AFL has already entered China and must wait for this to show results before it touches Indian soil. It's probably in the interest of AFL to continue with its China strategy and refine it's approach to make it a success there. Last year fans from Australia, expats and a small contingent of local Chinese watched Port Adelaide beating Gold Coast by 72 points. Definitely it was a game starter. Although not a massive success, this was a good beginning
When it comes to India, AFL needs to invest more time and resources in building the game with the Indian diaspora first in Australia. Going to India and playing has an advantage of making the game known in the sub continent. But it's not going to be a success by any account.
There is already work happening at the grass root levels to grow the game among Indians. Australian Rules Football Association of India (ARFAI) is currently organising Championships for teams in India. Around 200 players from across India played at the Championship and AFL/Essendon FC legend Kevin Sheedy went down to India to attend the finals last year in January. Seven Indian states participated in the game.
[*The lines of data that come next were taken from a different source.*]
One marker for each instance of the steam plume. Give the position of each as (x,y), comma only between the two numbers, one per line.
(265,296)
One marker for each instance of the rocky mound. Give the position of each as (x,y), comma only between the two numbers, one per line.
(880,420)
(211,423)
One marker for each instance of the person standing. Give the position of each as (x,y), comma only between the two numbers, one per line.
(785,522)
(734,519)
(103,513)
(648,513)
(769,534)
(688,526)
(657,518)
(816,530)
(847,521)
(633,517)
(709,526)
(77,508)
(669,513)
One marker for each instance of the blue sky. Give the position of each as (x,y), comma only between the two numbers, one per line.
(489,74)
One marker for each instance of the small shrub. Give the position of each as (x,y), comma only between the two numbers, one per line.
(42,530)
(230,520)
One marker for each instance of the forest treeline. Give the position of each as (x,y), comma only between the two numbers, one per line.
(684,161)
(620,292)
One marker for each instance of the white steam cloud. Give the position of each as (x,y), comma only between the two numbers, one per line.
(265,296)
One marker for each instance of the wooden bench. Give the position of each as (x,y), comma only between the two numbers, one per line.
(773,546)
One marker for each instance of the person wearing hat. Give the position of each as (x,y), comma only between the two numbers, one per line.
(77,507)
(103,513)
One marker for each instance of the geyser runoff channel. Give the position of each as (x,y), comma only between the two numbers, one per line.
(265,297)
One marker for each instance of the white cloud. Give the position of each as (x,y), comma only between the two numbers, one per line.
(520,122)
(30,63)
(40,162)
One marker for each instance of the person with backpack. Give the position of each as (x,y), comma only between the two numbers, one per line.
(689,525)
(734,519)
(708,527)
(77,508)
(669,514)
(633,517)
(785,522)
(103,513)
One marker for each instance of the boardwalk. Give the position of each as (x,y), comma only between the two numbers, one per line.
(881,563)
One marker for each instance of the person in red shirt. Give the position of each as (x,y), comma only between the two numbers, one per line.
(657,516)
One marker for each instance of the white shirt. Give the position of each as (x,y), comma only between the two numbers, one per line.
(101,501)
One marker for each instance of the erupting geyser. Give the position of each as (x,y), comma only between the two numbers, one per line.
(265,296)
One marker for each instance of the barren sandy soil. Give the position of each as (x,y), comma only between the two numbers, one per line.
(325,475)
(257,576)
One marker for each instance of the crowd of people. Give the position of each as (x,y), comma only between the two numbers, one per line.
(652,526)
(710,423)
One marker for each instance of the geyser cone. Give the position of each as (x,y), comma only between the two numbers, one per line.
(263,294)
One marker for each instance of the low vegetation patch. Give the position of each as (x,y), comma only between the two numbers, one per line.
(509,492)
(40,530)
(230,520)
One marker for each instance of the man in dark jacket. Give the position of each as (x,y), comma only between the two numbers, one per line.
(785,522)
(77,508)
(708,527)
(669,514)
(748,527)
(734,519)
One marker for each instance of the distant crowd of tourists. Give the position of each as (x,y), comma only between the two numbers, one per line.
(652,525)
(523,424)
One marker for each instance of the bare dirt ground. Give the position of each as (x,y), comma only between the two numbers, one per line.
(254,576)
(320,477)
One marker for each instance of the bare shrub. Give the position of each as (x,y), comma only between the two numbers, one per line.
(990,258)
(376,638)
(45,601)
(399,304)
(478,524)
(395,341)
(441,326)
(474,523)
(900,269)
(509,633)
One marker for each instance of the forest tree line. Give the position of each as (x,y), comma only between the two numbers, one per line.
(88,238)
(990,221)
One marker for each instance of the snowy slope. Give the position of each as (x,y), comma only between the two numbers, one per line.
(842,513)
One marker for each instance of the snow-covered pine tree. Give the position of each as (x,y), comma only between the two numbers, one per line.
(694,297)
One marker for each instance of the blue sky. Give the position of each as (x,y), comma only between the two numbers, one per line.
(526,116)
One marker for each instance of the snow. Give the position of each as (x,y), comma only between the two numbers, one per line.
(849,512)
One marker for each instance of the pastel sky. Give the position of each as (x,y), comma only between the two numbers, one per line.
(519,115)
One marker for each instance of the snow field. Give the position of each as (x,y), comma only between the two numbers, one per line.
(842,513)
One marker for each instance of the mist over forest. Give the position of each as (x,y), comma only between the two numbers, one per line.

AFL International is also in place and has been running since 2014 with very little oxygen for it to grow. Essendon has successfully pioneered a tournament where they have rallied young Indian Australians and Pakistani Australians to play each other. They've even hired a full time staff and flew him to Australia to grow the game. Essendon's Sudip Chakroborthy over the years has worked hard in generating interest in the game among Indian Australians and the youth in India.
Although they are not sell out tournaments, there's a lot of interest in the game and AFL needs to wholeheartedly back these initiatives before it can venture into India. Australia has close to a million overseas born Indians. AFL's strategy to invest in migrant communities living in Australia to grow the game overseas is more important than flying players to India to grow the game.
With both these tournaments in play, AFL has an obligation to throw its weight behind these initiatives.